Now the client is to perform a full range squat, the ultimate aim is for the hamstrings to cover the calves while the stick stays behind or in line with the ears. Head should be neutral throughout the movement.
WHAT IT TELLS YOU:
Things an overhead squat can indicate about a client:
• Tight hip flexors
• Tight hamstrings
• Tight lats
• Weak upper back
• Tight pecs
• Weak core
• General tightness under load
• General weakness under load
As the whole body has to work in unison to maintain this position, you very quickly see the clients weakest link and dysfunctions from the ideal athletic model. And the ideal athletic model is something we should all be striving towards for longevity and healthy joints.
Emphasis should also be given on what breaks down first. This tells you what the biggest issues are. The overhead squat test is predicated on the idea that the person you’re screening wants to move well and in unison. If the client’s sport or goal outcome is static stretching or moving one joint at a time, this test doesn’t bare as much relevance. However, for most people who want to look good and perform, this is an extremely important test that will mark likely injuries and weaknesses preventing clients from being better and stronger.
THINGS TO WATCH FOR:
Before the client even begins to move, the trainer should assess the arm position of the client. Is the bicep covering the ear? If not, we already have problems. The upper body should be the first thing we observe.
When the client begins to move, the trainer should be quick to assess what is the first thing that breaks down in the movement. Further testing can be done to distinguish if it’s tight or weak, or weak and tight.
As the client moves you want to assess:
• If the client is pulled forward?
• Does their stomach begin to meet their quads?
• Does their bum tuck under at the bottom?
• Depth of movement
• The range of movement from their knee. Does their knee move over their toe? You can measure this with fingers.
• Can they stay erect and upright?
• Do their arms move forward?
IF “THIS” DO “THAT”
• If Lats are tight:
Get the client to hang from a chin up, building up to 3 sets of 60 seconds before each workout. Possible starting point is 3 sets of 15 seconds depending on the client.
Use the timed hang as a weighted stretch.
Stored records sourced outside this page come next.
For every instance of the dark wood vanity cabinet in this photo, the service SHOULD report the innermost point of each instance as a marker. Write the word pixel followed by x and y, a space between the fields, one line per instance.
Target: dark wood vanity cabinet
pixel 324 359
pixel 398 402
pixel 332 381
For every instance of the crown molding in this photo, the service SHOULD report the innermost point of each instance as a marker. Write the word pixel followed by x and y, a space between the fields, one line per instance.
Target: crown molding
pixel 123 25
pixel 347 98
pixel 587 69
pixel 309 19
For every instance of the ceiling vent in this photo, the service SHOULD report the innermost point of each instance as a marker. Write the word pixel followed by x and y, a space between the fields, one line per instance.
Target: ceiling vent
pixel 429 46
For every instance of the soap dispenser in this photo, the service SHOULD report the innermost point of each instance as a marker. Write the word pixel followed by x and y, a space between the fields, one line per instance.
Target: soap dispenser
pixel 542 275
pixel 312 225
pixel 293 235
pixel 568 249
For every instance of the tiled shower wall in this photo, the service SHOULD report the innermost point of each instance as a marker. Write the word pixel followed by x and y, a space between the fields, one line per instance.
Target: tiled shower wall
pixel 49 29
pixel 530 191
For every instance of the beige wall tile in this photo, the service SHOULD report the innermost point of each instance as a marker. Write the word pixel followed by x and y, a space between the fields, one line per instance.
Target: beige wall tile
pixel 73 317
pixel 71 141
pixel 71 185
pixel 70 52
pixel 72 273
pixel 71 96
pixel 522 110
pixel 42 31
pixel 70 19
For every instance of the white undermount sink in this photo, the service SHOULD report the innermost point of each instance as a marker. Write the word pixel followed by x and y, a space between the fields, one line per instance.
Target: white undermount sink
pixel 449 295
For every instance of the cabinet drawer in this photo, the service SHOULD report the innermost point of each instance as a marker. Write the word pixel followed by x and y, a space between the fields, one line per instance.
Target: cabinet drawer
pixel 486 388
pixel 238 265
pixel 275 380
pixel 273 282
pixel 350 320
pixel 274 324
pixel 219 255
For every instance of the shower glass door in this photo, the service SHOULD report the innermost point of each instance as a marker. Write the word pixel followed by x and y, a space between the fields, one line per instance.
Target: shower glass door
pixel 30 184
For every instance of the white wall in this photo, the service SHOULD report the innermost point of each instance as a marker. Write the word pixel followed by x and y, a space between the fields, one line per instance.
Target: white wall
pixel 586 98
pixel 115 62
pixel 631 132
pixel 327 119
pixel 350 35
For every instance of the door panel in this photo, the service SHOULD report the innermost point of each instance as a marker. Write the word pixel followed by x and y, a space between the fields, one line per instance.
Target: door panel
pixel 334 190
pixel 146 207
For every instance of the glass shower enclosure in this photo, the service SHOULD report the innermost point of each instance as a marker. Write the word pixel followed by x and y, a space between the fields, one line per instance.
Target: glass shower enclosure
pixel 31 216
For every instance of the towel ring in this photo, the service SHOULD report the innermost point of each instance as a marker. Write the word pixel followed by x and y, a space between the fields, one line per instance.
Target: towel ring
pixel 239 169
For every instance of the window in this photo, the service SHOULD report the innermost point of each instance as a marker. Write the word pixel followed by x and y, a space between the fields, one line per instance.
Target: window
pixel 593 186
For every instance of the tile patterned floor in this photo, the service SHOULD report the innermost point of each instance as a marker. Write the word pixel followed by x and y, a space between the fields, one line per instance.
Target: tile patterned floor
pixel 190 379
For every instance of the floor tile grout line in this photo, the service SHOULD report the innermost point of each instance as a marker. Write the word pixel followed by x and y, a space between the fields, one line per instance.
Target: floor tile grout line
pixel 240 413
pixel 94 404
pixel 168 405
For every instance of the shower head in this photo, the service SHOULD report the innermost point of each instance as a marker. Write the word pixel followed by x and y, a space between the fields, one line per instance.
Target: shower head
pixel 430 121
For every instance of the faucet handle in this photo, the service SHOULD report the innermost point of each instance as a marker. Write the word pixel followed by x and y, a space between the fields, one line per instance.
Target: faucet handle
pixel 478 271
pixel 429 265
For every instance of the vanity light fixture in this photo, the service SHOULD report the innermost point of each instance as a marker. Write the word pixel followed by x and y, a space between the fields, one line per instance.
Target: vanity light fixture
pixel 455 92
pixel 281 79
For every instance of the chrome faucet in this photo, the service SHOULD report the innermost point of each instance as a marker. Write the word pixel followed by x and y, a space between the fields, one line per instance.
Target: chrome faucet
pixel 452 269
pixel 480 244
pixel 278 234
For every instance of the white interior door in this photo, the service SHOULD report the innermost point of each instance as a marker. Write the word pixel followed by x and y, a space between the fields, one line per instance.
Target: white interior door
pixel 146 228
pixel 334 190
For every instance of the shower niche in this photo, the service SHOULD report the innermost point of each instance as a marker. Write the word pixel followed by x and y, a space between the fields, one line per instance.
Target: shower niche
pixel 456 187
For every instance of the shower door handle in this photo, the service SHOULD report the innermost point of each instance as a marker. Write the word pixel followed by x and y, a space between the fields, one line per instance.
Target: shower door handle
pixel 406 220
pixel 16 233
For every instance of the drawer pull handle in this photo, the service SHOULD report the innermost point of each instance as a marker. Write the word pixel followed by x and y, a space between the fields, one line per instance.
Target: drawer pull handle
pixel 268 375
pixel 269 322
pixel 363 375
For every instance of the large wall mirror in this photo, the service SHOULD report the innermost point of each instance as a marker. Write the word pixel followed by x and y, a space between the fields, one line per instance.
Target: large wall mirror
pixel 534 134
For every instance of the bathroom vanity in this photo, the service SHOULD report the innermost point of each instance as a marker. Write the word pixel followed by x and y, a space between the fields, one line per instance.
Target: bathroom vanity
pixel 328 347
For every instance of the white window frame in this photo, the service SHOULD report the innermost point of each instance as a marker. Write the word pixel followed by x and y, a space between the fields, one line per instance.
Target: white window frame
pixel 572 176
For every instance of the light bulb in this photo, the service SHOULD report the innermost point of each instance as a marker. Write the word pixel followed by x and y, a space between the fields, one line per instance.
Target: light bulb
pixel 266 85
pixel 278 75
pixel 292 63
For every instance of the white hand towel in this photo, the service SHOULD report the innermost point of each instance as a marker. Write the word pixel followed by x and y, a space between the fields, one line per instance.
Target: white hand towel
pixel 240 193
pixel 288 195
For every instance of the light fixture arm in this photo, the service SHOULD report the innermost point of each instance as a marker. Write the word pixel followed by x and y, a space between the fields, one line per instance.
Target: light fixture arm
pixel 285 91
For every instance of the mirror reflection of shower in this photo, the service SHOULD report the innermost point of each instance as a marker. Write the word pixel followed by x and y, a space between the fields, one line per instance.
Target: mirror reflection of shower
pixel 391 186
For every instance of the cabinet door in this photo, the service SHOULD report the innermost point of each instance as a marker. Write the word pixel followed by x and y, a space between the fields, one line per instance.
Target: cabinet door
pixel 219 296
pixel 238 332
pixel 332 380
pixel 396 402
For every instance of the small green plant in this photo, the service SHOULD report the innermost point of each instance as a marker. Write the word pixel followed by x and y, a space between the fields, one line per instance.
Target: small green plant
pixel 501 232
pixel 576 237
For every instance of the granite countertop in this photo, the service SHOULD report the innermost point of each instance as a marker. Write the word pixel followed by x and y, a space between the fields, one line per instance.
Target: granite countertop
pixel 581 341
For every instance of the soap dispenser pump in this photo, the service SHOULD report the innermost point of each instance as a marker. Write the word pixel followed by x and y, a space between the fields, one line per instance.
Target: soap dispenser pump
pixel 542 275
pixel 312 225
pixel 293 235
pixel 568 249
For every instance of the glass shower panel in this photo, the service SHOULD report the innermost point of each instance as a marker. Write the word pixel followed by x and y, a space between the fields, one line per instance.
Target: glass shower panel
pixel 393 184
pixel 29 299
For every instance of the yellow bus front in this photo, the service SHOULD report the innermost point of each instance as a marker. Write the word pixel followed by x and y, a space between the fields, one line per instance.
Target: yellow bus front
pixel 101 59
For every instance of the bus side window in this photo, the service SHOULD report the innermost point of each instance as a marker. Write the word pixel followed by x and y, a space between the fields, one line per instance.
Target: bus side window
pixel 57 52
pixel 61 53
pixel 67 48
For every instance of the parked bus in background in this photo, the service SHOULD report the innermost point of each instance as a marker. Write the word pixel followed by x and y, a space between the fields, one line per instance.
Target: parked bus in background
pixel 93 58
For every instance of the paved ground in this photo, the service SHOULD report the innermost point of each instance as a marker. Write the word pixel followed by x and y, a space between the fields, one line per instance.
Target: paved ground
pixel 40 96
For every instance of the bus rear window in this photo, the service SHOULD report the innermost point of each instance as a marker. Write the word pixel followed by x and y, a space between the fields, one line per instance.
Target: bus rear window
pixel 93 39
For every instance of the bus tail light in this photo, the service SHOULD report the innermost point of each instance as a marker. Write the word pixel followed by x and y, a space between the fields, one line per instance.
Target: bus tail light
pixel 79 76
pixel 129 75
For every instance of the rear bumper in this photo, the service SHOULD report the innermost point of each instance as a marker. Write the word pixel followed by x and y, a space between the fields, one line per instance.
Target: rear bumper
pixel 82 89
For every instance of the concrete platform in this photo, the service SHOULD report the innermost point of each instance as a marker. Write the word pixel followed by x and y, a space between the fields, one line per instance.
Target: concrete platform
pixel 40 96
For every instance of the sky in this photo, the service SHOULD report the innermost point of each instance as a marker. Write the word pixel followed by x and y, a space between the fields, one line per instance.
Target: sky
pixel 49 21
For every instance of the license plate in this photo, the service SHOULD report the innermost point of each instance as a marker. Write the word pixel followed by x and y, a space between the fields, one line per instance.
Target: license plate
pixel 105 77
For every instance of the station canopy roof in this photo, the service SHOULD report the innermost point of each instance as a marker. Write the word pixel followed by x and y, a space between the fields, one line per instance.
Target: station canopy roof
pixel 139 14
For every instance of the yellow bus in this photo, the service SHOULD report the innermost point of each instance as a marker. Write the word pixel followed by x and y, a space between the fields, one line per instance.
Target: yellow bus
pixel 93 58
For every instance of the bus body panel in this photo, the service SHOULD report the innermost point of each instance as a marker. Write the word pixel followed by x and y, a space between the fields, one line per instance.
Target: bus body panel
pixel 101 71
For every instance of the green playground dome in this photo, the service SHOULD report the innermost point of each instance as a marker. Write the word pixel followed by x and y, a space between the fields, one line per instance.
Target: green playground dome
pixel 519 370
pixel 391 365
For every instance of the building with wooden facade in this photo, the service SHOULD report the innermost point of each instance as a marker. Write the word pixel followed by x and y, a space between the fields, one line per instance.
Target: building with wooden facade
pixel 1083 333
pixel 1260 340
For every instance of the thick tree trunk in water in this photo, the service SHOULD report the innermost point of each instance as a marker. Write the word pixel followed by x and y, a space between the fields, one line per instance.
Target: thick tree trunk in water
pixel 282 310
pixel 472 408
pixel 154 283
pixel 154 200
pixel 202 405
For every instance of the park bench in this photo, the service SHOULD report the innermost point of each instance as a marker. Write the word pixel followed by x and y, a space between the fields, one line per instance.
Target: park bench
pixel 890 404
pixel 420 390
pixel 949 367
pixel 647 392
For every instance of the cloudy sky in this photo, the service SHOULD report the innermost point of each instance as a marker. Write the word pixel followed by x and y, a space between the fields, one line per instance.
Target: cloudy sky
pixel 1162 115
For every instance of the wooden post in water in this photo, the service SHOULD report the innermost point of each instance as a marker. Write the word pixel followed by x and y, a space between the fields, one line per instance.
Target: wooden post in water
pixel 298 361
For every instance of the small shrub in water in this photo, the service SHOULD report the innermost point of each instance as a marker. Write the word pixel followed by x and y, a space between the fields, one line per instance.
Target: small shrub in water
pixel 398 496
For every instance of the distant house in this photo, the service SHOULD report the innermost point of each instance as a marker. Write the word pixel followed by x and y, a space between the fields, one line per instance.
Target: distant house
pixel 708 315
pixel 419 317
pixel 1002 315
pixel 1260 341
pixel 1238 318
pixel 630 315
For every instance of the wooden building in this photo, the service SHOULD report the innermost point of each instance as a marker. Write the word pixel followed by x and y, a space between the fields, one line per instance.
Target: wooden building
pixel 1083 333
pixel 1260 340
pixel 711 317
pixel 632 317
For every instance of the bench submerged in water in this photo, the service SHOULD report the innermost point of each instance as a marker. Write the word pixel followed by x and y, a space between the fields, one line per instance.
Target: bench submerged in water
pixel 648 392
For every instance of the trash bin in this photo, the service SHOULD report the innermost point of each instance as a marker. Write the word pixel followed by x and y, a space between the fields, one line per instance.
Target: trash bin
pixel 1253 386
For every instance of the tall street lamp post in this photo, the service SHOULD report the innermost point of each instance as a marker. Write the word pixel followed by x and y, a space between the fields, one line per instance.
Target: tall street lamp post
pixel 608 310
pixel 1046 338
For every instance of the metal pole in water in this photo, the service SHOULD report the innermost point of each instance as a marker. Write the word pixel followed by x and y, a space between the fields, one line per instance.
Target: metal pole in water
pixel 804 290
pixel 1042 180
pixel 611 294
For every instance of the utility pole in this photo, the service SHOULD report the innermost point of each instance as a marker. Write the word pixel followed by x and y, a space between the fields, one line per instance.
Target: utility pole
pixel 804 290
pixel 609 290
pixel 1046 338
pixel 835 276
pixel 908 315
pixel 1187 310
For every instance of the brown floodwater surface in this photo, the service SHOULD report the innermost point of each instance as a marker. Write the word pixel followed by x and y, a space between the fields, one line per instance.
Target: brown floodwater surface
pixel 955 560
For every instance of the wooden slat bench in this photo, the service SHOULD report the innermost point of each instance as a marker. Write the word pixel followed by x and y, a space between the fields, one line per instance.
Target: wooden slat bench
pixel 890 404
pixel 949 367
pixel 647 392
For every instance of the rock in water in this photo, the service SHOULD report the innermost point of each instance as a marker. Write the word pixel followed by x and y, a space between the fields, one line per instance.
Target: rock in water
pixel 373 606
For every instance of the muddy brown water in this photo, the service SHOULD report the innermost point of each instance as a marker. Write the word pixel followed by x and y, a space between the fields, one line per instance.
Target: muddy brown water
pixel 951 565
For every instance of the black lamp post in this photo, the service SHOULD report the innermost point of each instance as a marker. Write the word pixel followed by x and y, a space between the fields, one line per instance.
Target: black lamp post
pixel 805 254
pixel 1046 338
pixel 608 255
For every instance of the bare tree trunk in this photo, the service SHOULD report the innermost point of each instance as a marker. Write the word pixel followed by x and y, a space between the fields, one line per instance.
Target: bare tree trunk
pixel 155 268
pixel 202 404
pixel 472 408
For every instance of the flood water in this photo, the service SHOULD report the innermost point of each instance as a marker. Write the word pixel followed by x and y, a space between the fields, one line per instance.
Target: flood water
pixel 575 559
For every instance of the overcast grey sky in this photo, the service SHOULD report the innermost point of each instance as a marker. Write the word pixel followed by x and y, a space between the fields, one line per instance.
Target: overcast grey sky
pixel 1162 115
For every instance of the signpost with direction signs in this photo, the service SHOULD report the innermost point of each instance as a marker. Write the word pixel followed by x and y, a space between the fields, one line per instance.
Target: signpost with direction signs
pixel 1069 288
If the client is unable to support body weight, regress them to supporting themselves with their feet gentle resting on the floor until they can support themselves.
• If they are restricted in the lower limbs:
1. Train and stretch calfs. Both seated and standing. Implement a 2121 tempo, ensuring an adequate stretch in the bottom position as they move.
2. Use spilt squats. Depending on strength and ability, front foot elevated is the most common starting point. If they move forward in the test, use dumbbells to prevent incorrect loading on the lower back.
3. Give mobility sequences to perform daily.
• If weak upper back
I almost always find the client does not know how to retract and depress their scuapula. They are either trained and rely on latissimus dorsi for all rowing movements, or untrained and traps are overly used.
In which case, Y Raises are your best friend. MUST be performed correctly. These either feel like your upper back is going to cramp or you’re doing them wrong.
Additionally, cable seated row, unilateral handles with a 4030 tempo.
• If can’t achieve the bicep being inline with the ears,
This could be because the pecs are too tight and developed in comparison to the upper back. To alleviate this issue, a 2-fold strategy must be implemented:
1. Stretch, and improve range of motion in the pectoralis major and minor
2. Strengthen and develop the upper back, particularly by retracting and setting down and in the scapula.